Even though El Niño isn’t expected to hit until winter, experts are saying that it’s not too early to begin thinking about protecting a home or property from the storm.
Throughout much of the United States, the cold and wet of winter can wreak havoc on a roof. Not only can dampness lead to mold and mildew, but if enough snow piles up on a roof, that roof can even cave in.
This leads homeowners to seek out other solutions, from installing steel roofing to getting new insulation to prevent ice dams.
“It’s important that homeowners inspect their roofs for potential risks such as shingles that are missing, damaged or worn out,” says Ray Farmer, President, American Metal Roofs. “With the growing trend of homeowners purchasing and installing metal roofing systems, this is reducing the amount of failed roofing scenarios. Having a metal roof installed without doing your homework on the contractor can lead to potential installation concerns.
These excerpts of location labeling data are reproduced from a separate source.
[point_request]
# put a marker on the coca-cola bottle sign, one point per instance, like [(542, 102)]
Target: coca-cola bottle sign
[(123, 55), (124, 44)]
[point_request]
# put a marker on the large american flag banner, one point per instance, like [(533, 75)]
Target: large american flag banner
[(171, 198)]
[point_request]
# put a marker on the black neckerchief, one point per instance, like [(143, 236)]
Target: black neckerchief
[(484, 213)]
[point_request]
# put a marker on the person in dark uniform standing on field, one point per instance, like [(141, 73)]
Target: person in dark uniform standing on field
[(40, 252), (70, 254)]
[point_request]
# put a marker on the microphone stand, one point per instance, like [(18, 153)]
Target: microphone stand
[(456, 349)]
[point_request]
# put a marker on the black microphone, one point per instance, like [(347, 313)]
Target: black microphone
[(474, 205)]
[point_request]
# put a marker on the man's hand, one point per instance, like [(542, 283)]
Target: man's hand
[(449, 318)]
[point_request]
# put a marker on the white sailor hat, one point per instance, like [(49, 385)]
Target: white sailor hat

Choosing a metal roofing contractor will be one of the most important decisions the homeowner will make.”
California, especially, is expected to get hit hard, and roofing contractors are already booked to perform repairs and upgrades in anticipation.
Forecasts are calling for a wet and rainy winter throughout the Bay Area, and that’s led to a big problem for many people. Namely, some local roofers are already booked through to 2016.
In fact, many companies reported to NBC Bay Area that their phones began ringing back in May. A few have even had to let potential customers down by letting them know they couldn’t help them until next year.
Homeowner Melissa Crosby said that the upcoming storm may be what motivated people to make the call.
“I think it needed to be done, but El Niño sped up the process,” Crosby told NBC Bay Area.
According to one Bay Area contractor, the last time El Niño caused this kind of demand for roofing repairs was in the winter of 1997 to 1998. That was the year that the Bay Area saw record rainfall.
The Press Enterprise reports that El Niño systems are typically caused by warmer-than-usual waters in the Pacific Ocean. That heat, in turn, leads to more rain during the winter.
According to the National Weather Service, there is a more than 90% chance that El Niño will continue throughout the Northern Hemisphere this winter. They also predict an 85% chance that the storm could last into the early spring.